Allstate, however, did more than just mix things up. The Company’s Answer to the Branch complaint reads as if Abbott and Constello were heading Allstate’s legal team and offering who-filed-first as a defense!
One has to wonder what Allstate hoped to gain by making the case for Judge Senter to grant the Rigsbys’ Motion to Reconsider the Scope of Proceedings in the Allstate Answer to Branch:
On April 26, 2006, over three months before Branch filed its lawsuit, different qui tam relators filed a lawsuit in the Southern District of Mississippi against Allstate, State Farm and other insurance companies captioned United States ex rel. Rigsby v. State Farm Ins. Co., No. 1: 06 cv 433 (S.D. Miss., filed Apr. 26, 2006). (See Rigsby Complaint, attached as Exh.

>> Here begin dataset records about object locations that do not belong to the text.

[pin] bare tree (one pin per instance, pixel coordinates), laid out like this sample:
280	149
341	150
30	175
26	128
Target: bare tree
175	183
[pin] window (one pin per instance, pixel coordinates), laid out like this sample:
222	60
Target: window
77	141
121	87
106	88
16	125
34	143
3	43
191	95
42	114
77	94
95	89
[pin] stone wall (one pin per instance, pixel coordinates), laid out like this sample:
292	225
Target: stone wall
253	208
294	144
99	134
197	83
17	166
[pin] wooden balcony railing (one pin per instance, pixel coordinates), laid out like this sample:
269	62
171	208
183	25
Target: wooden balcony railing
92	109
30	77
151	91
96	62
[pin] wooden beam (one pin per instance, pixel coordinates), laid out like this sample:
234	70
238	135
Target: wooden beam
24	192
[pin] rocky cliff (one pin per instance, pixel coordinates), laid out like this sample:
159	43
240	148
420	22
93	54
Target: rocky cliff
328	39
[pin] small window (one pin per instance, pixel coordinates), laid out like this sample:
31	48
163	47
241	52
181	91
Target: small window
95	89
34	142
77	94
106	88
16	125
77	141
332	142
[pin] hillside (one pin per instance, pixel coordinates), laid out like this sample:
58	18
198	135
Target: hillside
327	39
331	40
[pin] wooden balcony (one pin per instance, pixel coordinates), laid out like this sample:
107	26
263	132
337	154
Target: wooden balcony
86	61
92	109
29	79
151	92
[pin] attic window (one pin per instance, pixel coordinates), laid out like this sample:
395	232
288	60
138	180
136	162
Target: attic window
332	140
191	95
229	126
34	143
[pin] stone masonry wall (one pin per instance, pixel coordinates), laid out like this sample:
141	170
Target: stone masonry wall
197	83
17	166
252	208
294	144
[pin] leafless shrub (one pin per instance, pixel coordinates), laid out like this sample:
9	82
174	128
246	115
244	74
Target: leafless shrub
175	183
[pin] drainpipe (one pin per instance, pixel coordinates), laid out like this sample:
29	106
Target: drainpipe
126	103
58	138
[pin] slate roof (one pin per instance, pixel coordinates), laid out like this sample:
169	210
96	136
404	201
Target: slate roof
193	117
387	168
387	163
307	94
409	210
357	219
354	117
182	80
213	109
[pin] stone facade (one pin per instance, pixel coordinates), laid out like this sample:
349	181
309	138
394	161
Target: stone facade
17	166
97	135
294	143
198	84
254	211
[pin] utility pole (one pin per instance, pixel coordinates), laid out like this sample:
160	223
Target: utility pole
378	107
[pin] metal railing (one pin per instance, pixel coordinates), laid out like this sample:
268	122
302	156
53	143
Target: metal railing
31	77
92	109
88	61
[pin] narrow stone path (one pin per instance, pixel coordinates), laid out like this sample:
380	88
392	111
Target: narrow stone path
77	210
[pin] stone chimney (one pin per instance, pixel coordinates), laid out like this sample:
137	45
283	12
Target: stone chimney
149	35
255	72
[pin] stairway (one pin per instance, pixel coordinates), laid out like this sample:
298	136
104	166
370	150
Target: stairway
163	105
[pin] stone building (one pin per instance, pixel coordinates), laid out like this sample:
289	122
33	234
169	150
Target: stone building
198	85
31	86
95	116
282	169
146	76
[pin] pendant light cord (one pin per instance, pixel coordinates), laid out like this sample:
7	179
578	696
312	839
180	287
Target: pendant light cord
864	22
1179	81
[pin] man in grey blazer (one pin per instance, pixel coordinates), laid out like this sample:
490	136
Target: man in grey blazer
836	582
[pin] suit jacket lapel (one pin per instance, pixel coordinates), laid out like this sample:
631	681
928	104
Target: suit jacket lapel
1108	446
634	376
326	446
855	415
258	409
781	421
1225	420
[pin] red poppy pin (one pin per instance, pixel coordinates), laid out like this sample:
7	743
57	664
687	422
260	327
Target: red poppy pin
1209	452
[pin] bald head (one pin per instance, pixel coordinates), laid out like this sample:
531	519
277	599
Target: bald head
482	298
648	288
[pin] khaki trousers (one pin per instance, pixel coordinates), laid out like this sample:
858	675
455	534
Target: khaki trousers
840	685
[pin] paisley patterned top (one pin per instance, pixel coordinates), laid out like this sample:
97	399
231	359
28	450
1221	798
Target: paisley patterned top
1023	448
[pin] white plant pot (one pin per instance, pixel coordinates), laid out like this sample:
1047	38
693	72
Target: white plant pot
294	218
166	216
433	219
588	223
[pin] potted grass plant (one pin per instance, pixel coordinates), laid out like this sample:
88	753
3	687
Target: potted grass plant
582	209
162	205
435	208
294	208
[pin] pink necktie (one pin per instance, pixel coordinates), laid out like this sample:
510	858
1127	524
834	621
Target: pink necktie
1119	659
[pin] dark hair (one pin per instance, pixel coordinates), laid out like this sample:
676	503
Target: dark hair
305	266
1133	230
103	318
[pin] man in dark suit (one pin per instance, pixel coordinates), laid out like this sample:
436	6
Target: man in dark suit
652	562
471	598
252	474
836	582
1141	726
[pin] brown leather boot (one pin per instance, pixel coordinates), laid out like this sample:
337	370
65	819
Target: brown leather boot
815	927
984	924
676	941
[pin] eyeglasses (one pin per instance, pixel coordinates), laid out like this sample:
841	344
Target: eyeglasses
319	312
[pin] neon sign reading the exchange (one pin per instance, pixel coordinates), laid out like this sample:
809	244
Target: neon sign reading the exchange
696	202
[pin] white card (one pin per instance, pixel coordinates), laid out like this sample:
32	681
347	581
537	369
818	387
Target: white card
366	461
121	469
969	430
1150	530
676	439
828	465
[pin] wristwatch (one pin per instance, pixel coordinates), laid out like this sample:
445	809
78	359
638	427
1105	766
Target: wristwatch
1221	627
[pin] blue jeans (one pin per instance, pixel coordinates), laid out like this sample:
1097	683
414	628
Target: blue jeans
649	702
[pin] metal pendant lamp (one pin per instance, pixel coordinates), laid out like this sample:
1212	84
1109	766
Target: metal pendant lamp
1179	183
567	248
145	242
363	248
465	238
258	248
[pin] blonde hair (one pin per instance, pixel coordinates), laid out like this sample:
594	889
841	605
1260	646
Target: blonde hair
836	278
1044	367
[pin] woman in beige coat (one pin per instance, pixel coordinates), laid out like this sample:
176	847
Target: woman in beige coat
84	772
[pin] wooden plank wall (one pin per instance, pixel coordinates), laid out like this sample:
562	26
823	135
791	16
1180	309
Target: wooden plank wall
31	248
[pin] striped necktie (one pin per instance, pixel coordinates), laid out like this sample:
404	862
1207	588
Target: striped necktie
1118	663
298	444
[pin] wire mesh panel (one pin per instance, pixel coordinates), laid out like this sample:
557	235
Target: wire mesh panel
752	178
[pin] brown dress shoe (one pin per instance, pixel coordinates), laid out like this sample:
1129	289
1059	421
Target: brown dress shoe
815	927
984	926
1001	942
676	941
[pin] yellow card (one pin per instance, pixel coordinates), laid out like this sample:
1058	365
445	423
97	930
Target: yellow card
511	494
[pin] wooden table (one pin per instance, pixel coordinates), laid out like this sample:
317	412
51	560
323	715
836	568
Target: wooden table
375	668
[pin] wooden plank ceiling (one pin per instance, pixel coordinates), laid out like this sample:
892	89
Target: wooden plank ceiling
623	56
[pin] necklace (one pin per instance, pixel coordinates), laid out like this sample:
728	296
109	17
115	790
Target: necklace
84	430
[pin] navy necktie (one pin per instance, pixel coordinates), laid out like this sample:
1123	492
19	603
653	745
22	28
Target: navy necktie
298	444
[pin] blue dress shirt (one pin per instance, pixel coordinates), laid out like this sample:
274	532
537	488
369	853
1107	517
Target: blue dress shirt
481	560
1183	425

A.)
The Rigsby relators alleged, just as Branch does in the SAC, that Allstate violated the FCA by (1) shifting losses from wind to flood so that the government, rather than Allstate, would be responsible for covering the damage caused by the hurricane ( the “loss-shifting scheme”) and (2) overstating the amount of flood damage sustained by a property in order to increase the fees Allstate would be entitled to recover under the NFIP (the “inflated revenue scheme”).
What comes next is stunning and the Company’s decision to include this statement is tantamount to an admission – if not to all, then certainly to those of us who believe State Farm, Allstate and other insurance companies were “all in it together”:
Rigsby alleged that in response to Hurricane Katrina, Allstate and other insurance companies “made a corporate decision to misdirect and misallocate claims from those of hurricane coverage (which a company would be required to pay from its reserves or reinsurance) to flood claims that could be submitted and paid directly from the United States Treasury.” (Id. ¶ 33.)”
As we await the Branch response, I call your attention to the archives of SLABBED and the scheme; the power game, the monopoly game and 6.1 – logic behind the Slabberator that caused some commotion following Hurricane Katrina:
“Denenea” is barely given a passing mention in Allstate’s Answer and the lack of discussion about the case is an omission that raises questions about Allstate’s Answer, the government’s continuing investigation of Denenea’s allegations and the implications of Allstate’s reliance on Rigsby for Nationwide and USAA, co-defendants the Rigsbys also voluntarily dismissed.